Suffolk County Council’s cabinet has backed a new vision for mental health provision in Suffolk – with a detailed plan for how new measures will be implemented due later this year.

East Anglian Daily Times: Beccy Hopfensperger, Suffok County Council cabinet member for adult care, said the strategy would help fix a broken system. Picture: SCCBeccy Hopfensperger, Suffok County Council cabinet member for adult care, said the strategy would help fix a broken system. Picture: SCC (Image: Archant)

The county’s clinical commissioning groups (CCGs) outlined their mental health and emotional wellbeing strategies for the next decade in January, including a radical shake-up of primary care.

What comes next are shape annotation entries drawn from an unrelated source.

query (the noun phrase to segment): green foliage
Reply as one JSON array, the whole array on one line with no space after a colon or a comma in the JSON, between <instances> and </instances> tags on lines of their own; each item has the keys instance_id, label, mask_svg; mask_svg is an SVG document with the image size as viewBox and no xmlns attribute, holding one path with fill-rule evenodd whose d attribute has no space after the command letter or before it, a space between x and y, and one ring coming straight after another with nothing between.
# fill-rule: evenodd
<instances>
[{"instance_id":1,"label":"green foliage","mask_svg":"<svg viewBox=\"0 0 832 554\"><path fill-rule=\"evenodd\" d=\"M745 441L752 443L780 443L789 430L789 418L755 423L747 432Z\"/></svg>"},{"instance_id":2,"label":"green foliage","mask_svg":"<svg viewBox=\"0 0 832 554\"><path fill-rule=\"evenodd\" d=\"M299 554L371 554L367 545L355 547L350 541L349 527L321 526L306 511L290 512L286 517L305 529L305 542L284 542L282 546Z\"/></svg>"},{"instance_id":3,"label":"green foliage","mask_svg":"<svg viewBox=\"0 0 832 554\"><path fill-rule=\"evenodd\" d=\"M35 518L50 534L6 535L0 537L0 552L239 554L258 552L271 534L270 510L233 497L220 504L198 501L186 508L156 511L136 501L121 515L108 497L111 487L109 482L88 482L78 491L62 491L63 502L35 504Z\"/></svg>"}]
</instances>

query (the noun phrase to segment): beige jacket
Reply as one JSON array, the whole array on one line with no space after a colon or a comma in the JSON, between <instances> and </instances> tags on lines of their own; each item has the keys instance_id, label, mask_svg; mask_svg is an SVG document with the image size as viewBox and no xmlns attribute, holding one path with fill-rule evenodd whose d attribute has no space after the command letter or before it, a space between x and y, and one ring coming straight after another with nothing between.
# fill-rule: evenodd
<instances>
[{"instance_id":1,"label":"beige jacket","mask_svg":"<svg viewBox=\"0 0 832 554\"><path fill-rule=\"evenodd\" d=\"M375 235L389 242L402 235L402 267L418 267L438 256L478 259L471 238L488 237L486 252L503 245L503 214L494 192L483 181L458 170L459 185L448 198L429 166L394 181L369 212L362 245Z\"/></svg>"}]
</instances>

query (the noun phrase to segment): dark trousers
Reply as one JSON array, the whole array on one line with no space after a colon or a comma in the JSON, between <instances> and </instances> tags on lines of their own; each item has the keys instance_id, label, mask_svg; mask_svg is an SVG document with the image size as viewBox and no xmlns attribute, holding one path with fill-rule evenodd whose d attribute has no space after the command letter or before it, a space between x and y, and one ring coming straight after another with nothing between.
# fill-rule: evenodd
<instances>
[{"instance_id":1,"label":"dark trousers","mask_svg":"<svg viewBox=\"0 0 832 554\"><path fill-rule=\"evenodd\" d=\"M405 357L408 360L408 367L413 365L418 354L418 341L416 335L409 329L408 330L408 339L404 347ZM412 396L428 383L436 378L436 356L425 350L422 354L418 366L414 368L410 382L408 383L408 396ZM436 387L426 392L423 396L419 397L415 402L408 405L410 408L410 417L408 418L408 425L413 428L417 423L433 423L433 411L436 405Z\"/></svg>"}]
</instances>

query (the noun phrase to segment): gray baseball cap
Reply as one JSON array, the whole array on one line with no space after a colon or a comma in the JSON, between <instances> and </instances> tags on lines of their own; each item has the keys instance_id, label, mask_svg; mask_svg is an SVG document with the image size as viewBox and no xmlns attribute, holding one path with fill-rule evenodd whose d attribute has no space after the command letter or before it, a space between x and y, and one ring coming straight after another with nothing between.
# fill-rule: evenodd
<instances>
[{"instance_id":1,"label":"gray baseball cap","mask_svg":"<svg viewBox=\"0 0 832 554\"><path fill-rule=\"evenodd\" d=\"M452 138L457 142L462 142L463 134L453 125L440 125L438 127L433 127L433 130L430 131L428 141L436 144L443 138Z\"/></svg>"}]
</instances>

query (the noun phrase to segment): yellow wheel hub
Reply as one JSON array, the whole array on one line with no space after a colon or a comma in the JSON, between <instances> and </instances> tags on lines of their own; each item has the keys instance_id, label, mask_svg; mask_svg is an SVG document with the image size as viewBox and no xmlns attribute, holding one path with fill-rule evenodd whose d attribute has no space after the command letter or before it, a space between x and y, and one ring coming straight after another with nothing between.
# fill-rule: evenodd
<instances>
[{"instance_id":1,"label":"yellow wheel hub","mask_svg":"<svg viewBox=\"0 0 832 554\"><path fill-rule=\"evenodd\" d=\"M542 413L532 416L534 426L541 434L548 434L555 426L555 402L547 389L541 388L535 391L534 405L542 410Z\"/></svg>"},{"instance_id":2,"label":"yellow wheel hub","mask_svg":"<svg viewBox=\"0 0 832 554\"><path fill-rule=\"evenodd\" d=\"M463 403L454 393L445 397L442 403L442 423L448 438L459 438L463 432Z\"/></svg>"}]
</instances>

The plans proposed to offer GP surgeries a ‘named link worker’, access to specialist community clinics and recovery teams, access through schools and colleges to mental health support and a new crisis model.

A vision for the NHS 111 service to be the gateway to mental health support has also been spelled out.

The new strategy has already been hailed by the Suffolk Health and Wellbeing Board, and on Tuesday, February 26 was formally backed by Suffolk County Council’s cabinet.

Conservative councillor Beccy Hopfensperger, cabinet member for adult care, said: “The importance of and urgency to review mental health has never been more critical,” and said the council and NHS services “must come together to fix a broken system”.

The fresh plan comes as the county’s failing mental health trust, Norfolk and Suffolk NHS Foundation Trust received a third ‘inadequate’ rating by Care Quality Commission inspectors last November.

Eugene Stanton from the CCGs, said that the new four-part strategy would help capture people’s needs earlier, where most were treated.

“It’s not about traditional mental health and traditional NHS response and a clinical model of care,” he said.

“The strategy is timely and helpful given some of the challenges with Norfolk and Suffolk Foundation Trust as our key mental health provider.

“Ninety percent of patients don’t go into secondary mental health services and are seen through primary care, so there’s a recognition that in terms of our future model we need to do much more to support primary care to be better equipped in the early intervention.”

A firm timeline on when an implementation plan would be published has not yet been made clear, but is expected later this year.

Liberal Democrat councillor Penny Otton welcomed the “huge amount of work” ongoing to tackle mental health, but said more was needed to tackle the deprivation which was one of the key causes of mental health problems.